August 2, 1997, one of the greatest music legends in Nigeria, Fela
Anikulapo Kuti, passed on. He is dead, yes, but his memory still lives in the
minds of many.
In his lifetime, Fela’s travails were numerous. Chief among them
was the Kalakuta Invasion.
Number 14A Agege Motor Road, Lagos, used to be the domain of the
late afrobeat legend. It was at this place that Fela housed his family, aged
mother, children, women, fans and other dependants. It was his kingdom and Fela
was the king of the household, which he eventually named Kalakuta Republic.
At the Kalakuta Republic, there was peace, harmony and freedom.
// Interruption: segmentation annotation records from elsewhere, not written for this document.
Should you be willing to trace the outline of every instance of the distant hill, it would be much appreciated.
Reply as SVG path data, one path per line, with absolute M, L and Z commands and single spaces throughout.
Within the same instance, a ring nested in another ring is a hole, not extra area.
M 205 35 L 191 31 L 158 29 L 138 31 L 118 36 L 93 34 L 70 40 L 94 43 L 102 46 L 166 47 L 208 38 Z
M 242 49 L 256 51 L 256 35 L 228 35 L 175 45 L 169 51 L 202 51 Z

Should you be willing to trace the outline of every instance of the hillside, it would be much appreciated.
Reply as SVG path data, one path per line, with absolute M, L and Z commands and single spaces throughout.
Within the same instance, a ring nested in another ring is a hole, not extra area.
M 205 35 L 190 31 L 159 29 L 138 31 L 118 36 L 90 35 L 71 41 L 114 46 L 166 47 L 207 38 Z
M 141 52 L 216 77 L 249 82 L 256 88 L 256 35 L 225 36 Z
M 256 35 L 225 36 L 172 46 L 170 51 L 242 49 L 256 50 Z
Fela was the lord and master, but he governed his ‘republic’ with fairness,
equity and fair play.
But come 18 February 1977, there was mayhem, total mayhem!! Soldiers, in
hundreds, from Albati Barracks, Surulere, Lagos, invaded the ‘republic’
and within a twinkle of an eye, the kingdom was razed! It was the fall of
Kalakuta.
Fela’s women were reportedly raped and beaten while his aged
mother, Funmilayo, was thrown from the balcony to the ground, an incident which
allegedly led to her eventual death.
Fela was deeply hurt as he sustained several injuries. Fela also
hurt emotionally, not just because his republic was razed but he couldn’t
stomach watching the way his mother and his women were manhandled.
Though Kalakuta Republic was no more, it didn’t stop Fela. His
body was bruised but not ego, and certainly not his vocal chords. He still
sang, conscious and revolutionary songs that also kept those who hunted him to
keep hunting him.
Today, Fela is still loved even in death and his demise still
touches the hearts of people close to him. Travelling back time, the late
legend’s band leader, 80-year-old Chief Olalekan Animasaun, popularly known as
Baba Ani, who witnessed the episode, amidst tears, recounts the story of how
the KalaKuta Kingdom was brought down.
In an emotion-filled interview with ‘NONYE BEN-NWANKWO, Baba Ani
tells the stories of what happened during his time with the king of afro music,
Fela.
Since you were close to Fela, why did he declare a Kalakuta
Republic?
As an artiste, hardly would you do something and everybody would
understand it. Sometimes you put the artistic picture in you or what you
are doing. To me, he was just playing pranks on the government and telling them
they couldn’t just come to his domain and do what they liked. He used barbed
wire on his fence and electrified it so that if you weren’t welcomed, he would
put electric current on the barbed wire and it would shock the intruder.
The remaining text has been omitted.